結節性紅斑は.何らかの原因によって起こる真皮深部や皮下組織の限局した血管炎です。
1.病因:結節性紅斑は.多くの複雑な要因によって引き起こされ.一般的には.感染症.薬剤.全身または内臓疾患などと密接に関連していると考えられているが.それでも約半数は見出すことができない。
感染症はこの病気の最も一般的な原因です。 患者さんの中には.抗O値の上昇や上気道感染症の既往がある方もいらっしゃいますので.溶連菌感染症の役割が高く評価されています。 また.真菌や結核が原因で発症することもあります。
避妊薬.臭化物.ヨウ素.スルホンアミドなど特定の薬剤は結節性紅斑の原因となることがあります。
全身性エリテマトーデス.ベーチェット病.潰瘍性大腸炎.白血病.その他の悪性腫瘍などの全身または臓器疾患は.しばしば結節性紅斑様病変を伴うことがあります。

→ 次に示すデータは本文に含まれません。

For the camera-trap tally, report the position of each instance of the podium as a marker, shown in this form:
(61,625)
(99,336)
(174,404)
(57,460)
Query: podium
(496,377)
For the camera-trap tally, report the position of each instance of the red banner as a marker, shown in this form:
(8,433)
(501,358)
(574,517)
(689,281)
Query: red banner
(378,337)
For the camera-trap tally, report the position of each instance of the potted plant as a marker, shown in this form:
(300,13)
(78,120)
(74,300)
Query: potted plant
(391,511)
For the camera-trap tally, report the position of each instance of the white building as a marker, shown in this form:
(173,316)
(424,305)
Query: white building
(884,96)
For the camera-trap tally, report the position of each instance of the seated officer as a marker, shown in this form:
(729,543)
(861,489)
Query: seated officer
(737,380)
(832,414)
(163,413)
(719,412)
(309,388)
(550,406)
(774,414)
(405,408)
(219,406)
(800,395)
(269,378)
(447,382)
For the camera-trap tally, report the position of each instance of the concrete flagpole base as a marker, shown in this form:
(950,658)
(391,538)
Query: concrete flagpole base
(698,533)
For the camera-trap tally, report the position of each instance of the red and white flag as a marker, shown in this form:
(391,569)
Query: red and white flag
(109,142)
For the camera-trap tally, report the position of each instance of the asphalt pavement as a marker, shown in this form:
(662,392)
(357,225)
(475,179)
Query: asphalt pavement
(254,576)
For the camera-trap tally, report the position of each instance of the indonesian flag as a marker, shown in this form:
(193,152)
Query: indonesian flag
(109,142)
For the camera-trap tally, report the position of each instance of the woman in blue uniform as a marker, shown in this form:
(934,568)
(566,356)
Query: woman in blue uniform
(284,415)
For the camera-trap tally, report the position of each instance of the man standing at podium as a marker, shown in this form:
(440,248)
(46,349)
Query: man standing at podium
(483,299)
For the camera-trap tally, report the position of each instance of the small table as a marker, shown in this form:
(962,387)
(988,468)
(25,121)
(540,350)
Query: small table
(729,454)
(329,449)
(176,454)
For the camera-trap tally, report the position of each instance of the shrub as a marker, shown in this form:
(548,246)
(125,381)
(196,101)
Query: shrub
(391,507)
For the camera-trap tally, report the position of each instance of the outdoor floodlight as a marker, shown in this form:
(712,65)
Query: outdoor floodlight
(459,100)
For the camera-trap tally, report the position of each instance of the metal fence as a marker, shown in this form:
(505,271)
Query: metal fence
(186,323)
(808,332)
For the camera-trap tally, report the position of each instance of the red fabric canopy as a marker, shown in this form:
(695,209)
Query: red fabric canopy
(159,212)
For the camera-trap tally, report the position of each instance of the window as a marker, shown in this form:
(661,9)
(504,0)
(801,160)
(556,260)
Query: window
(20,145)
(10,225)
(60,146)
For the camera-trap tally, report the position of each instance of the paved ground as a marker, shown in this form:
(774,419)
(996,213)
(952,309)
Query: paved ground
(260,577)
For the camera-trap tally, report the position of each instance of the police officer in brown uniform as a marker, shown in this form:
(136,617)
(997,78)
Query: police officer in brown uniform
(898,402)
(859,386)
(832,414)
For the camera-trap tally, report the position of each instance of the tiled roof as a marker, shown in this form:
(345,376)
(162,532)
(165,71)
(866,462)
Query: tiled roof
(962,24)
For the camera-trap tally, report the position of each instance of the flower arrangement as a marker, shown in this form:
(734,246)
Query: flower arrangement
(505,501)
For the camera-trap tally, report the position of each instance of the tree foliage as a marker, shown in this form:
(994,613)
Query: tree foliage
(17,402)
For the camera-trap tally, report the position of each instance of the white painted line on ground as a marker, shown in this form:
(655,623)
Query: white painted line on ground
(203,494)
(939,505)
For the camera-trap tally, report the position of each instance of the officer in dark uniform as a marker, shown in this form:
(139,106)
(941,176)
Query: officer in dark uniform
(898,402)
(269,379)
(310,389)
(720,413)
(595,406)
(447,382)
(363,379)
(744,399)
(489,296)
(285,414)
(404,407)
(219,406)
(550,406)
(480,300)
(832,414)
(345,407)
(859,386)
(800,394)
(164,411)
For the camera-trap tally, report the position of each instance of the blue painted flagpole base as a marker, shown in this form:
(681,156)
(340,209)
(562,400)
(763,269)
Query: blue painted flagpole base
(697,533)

2.病態:結節性紅斑の病態は.一種のアレルギー反応とみなすことができ.遅延型アレルギー反応のカテゴリーに記録されることがあるが.中にはIII型アレルギー反応に関連するものもある。
3.臨床症状
結節性紅斑は.若年成人.特に女性に多く.通常.春と秋に発症する。 発症の1-2週間前に上気道感染の既往がある。 患者さんには.倦怠感.微熱.関節や筋肉の痛みなどの前駆症状が見られることが多いようです。
結節性紅斑は.急性のものと弛緩性のものがあります。 病変は通常.下腿の伸側部.時に大腿下部や臀部に認められますが.上肢や顔面は通常.侵されません。
皮下結節として現れ.その表面は最初鮮紅色で.約2週間後に徐々に暗赤色または淡紫赤色に変わり.数は変動し.直径は約1〜4cm.しばしば集塊状または対称的に散在していることがあります。 結節が壊れることはありませんが.隣接する病変同士が融合すると.大きな硬い塊になります。 そのため.局所の血管が圧迫され.静脈の還流が阻害されやすくなります。 その結果.ふくらはぎ下部の水腫が発生することがあります。 結節は触ると痛いし.触診の痛みも明らかです。 結節が治まるまで3~6週間かかりますが.再発が多く見られます。 時には.新たな皮下結節がまとまって段階的に出現し.病気が長期に渡って治癒しないこともあります。
4.補助検査
(1)患者によっては.血沈が促進され.抗 “O “値が上昇することがある。
(2) 病理組織:真皮および皮下組織における炎症性病変を病理組織とする。 主な症状は血管炎で.太い小静脈の壁内に炎症性浸潤と内皮細胞の過形成を認めるが.内腔は閉塞せず.血栓も生じない。 炎症性細胞の血管周囲への浸潤があり.初期には好中球が主体ですが.後期にはリンパ球性です。
5.診断と鑑別
診断は通常.上記の臨床像の特徴に基づいて行うことができます。
本疾患は.しばしば硬直性紅斑と区別する必要がある。 後者の病変は通常.ふくらはぎの屈筋側に見られ.治癒後に瘢痕を残して破壊されることがあります。 痛みは軽度です。 病気の経過は慢性的です。 病理組織は結核性で.病変は炎症性浸潤.血管壁の肥厚.内腔の閉塞.血栓を特徴とする。
6.治療
1) 原因と疑われるものの探索と除去
(2) 急性期には.ベッド上での安静.患肢の挙上または活動の最小化を行う。
3)内部療法
*抗生物質:上気道感染や著しい発熱がある場合.抗生物質やスルフォンアミド製剤を投与することができる。 結核が原因と特定された場合.抗結核治療が可能です。
*非ステロイド性抗炎症薬:特に原因不明のものに適しています。
*ヨウ化カリウム配合:1回5~10ml.1日3回経口投与.患者によっては有効な場合があります。
*副腎皮質ホルモン剤:本剤は.重症の薬物性疾患以外の患者には慎重に使用すること。
4) 外用療法:抗炎症作用のある10%イクオライト軟膏を外用することができる。
(5) 理学療法:音声電流磁気療法を適宜行うことができ.患者によってはかなり有効である。
(6) 漢方治療:漢方薬は主に血液循環を活性化し.瘀血を取り除くために使用されます。